Owen Plantation House, Bessemer Alabama
Like the nearby Saddler House, the Owen House is a fine example of an important folk house type in 19th Century Alabama. The two story frame structure with an unenclosed central hall or dogtrot is a common variation of what is generally called an "I" house, and represented a high economic and social status. Constructed during the late 1830's by Thomas H. Owen, the house reflects a taste for elegance in the wainscotting which is painted to resemble marble, the shiplapped wall treatment and paneled box columns of the front porch, and the finely executed mantels.

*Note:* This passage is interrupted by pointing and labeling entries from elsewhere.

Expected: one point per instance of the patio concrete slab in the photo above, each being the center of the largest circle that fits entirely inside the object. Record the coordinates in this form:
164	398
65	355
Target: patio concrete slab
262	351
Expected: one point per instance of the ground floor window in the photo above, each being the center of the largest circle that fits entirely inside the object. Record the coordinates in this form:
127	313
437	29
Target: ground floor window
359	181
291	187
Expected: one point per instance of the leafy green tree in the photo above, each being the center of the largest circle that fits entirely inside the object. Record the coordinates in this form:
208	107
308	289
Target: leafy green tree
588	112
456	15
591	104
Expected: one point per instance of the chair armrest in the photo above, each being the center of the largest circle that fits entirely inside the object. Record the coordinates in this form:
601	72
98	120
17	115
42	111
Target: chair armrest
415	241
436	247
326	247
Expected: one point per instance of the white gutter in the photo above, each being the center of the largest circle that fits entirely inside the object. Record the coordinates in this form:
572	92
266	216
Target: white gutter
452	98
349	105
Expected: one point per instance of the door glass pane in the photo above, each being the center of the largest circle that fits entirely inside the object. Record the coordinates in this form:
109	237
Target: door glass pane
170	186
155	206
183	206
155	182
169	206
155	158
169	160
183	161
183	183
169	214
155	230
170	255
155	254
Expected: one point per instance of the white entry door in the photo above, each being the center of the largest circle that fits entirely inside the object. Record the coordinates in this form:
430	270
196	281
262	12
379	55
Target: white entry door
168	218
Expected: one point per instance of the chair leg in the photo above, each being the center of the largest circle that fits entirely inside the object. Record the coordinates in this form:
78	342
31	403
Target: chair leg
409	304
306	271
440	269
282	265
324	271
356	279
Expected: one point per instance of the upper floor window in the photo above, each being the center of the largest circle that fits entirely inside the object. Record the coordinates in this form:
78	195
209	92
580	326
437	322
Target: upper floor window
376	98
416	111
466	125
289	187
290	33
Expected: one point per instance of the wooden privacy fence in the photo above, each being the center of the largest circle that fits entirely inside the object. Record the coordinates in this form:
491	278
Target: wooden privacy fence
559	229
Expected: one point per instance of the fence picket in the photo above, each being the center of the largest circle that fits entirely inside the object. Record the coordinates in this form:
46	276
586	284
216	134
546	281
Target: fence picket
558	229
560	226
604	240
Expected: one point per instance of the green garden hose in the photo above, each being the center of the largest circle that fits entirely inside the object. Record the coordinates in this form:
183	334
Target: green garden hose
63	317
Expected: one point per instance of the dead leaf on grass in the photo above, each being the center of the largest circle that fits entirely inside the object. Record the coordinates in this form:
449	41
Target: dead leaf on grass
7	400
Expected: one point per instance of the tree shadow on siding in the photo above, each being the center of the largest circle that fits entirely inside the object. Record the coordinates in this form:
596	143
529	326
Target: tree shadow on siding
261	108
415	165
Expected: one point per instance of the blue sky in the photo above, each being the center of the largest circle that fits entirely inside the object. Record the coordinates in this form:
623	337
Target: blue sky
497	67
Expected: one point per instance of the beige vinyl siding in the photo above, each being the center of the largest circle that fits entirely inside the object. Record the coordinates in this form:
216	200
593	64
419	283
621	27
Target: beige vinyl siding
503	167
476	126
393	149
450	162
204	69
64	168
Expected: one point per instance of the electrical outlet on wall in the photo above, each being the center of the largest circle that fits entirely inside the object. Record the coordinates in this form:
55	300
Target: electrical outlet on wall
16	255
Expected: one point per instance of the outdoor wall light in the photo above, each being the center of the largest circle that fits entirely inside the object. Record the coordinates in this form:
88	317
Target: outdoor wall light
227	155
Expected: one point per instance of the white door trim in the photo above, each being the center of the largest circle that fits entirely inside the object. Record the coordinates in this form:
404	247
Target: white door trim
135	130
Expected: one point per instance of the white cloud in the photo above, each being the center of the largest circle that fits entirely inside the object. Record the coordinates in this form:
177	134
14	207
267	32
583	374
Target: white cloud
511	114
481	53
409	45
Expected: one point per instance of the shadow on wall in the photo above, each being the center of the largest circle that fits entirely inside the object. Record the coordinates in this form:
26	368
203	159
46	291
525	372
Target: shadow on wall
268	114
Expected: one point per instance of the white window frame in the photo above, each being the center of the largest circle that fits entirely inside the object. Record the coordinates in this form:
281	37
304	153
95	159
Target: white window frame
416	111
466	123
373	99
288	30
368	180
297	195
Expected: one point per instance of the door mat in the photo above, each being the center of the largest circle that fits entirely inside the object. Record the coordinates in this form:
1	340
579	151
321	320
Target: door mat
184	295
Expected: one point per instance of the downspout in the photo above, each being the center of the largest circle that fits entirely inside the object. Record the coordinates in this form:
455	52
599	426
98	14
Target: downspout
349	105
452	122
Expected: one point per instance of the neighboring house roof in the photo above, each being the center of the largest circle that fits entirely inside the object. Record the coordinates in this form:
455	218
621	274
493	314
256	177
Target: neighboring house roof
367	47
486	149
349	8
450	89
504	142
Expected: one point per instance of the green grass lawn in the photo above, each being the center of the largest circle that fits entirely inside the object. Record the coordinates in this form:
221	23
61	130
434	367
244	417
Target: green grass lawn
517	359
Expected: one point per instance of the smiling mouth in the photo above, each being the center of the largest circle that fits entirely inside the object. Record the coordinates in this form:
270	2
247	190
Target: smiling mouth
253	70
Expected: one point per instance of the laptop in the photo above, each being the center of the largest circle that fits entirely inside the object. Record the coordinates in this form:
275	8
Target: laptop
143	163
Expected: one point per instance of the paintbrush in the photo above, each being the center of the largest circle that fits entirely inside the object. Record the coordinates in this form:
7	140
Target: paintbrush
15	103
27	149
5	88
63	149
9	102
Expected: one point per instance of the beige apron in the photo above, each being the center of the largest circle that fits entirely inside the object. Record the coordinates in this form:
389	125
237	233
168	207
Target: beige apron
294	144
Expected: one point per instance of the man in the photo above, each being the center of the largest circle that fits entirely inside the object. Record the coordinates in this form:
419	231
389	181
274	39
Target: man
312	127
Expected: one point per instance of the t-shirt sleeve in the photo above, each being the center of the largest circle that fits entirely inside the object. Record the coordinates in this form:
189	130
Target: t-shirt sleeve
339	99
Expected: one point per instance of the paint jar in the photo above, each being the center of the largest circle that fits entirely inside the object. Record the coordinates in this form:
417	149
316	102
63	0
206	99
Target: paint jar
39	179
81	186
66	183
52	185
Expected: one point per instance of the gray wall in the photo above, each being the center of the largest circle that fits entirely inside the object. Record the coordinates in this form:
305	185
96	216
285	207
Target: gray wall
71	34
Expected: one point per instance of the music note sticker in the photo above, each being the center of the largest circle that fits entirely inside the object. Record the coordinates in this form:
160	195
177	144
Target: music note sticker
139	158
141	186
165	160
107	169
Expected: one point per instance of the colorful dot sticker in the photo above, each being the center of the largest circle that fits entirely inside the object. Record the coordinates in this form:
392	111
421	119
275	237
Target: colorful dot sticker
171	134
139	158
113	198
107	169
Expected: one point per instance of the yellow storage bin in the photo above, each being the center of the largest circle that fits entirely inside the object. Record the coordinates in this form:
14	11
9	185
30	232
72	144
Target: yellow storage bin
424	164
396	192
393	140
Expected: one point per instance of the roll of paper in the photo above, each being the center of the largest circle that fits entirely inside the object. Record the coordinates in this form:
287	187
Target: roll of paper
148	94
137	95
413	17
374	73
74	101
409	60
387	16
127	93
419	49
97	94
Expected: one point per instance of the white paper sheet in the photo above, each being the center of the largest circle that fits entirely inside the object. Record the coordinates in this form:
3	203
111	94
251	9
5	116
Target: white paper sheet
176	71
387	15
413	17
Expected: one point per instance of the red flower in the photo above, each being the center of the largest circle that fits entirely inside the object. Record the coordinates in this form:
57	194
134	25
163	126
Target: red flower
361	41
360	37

In 1833, the same year that he married Mellissa Saddler, Thomas Owen purchased several acres of land along the Eastern Valley Road and built a small, two-room house. By 1838, he had enlarged his land holdings and begun construction on a larger and finer house. The Owen family was one of the early pioneer families in Jefferson County, having arrived in 1816 from South Carolina, and like the other members of his family, Thomas Owen devoted much of his time to his community and church. A devout Methodist, he was one of the founders of the Pleasant Hill Methodist Church and was instrumental in the establishment of the Pleasant Hill Academy, one of the leading educational institutions in early Jefferson County. In addition to his plantation, Owen operated a small general store in Jonesboro.
During the Civil War, Owen established a small forge to supply iron for the Confederate Government. In partnership with Thomas Williams, he employed an expert iron worker from Tennessee, Thoomas Bratton, to build and operate a small forge one mile south of Tannehill Furnace. The forge, which was missed by Union Forces, continued in operation until June of 1866 when it was destroyed by flooding.
At his death in 1884, Owen willed his house and plantation of over 1000 acres to his son, Rose W. Owen, who operated it for several years until he moved to Elyton, where he engaged in real estate speculation. A successful businessman, Owen was instrumental in the establishment of what is now Birmingham-Southern College, and donated the land for the campus of this prominent Methodist school. Owen continued to use the plantation house as a summer home, and it remained in the family until 1976 when it was donated to the West Jefferson County Historical Society for restoration as a house musuem.